This is a response to a question I got in my Cambell review about whether the PPME is growing in relation to JF. My answer was getting so long that I thought I’d do a post. My pauline theology is getting better but some of the finer details stand to be corrected, or probably major one’s as well, so if any of you see places to correct, please do. So off we go…

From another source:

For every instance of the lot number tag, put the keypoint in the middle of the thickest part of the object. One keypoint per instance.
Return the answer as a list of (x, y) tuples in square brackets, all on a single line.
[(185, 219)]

The PPME is just Cambell’s terminology, but in general it is gaining more momentum. Here’s kinda the modern history… JF was one, well really the main focus of the reformation, as you know. Along with combatting other things Albert Schweitzer’s Mysticism of the Apostle Paul argued for what could be termed a ‘participationist eschatology’ in Paul (or PE). At the time of writing it didn’t make the make big inroads into scholarly opinion–as Barth, Bultmann, and K√§semann all stayed with the JF model (though eschatology became to be much more integrated).

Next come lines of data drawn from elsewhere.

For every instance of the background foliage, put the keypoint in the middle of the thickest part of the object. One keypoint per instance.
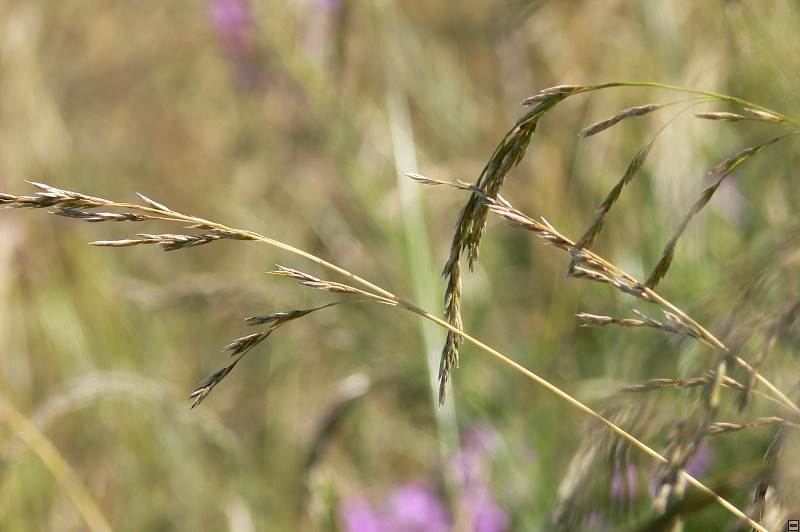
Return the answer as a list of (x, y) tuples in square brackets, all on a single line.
[(279, 117)]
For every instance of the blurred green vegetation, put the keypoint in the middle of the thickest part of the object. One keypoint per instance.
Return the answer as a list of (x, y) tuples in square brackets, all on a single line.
[(281, 124)]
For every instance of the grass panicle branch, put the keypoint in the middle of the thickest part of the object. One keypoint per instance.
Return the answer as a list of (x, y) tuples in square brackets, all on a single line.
[(241, 346), (688, 432)]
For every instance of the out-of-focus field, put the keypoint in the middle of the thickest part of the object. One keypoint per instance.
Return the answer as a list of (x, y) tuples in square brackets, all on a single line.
[(279, 117)]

So come along E.P. Sanders. He proposes that 1st century Judaism wasn’t really about legalism; it was also a religion of grace. Well, that causes a little problem for the JF model in the grace/law model that we have inherited from Luther. Sanders, as chose Schweitzer’s PE model as what he thinks Paul is talking about. So, along with others, Sanders helped form the basis of the ‘New Perspective on Paul’ movement (NPP). Don’t you love all the acronyms.

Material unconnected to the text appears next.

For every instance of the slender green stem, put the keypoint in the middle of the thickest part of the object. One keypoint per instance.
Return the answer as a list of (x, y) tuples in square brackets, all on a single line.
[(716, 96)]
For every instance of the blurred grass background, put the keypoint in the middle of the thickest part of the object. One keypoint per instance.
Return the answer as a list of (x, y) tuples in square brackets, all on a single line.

The NPP movement has waned some as time passed, but it has definitely reshaped current views towards Paul’s Jew/Gentile discussions–Paul is dealing much more with promoting a gospel that unites these two groups (more of a corporate focus than the individual focus as thought before). Anyhow, N.T. Wright is a main writer in this area. Although, he may be more in the SH camp. (Somebody, help me out here that is more up on Wright.)

Campell, then, is following in this stream. Although, I’m not sure he would term himself as NPP. His goal then was to refine what Schweitzer and Sanders had promoted by adding Pneumatalogical & Martyrological to the Participationist Eschatology model, thus the PPME. I like the direction he’s going, but just didn’t think he did much to really get us there.

In fact, much of my work is to help better define Paul’s theology in this area. It’s regularly commented that there is no definitive English-language work that captures Paul’s theology in this area. Not that my thesis plans to be that, but hopefully it will move the discussion closer. Hopefully, the discussion of theosis (or union with God) will help us understand what union with Christ (read: participation in Christ) in Paul means.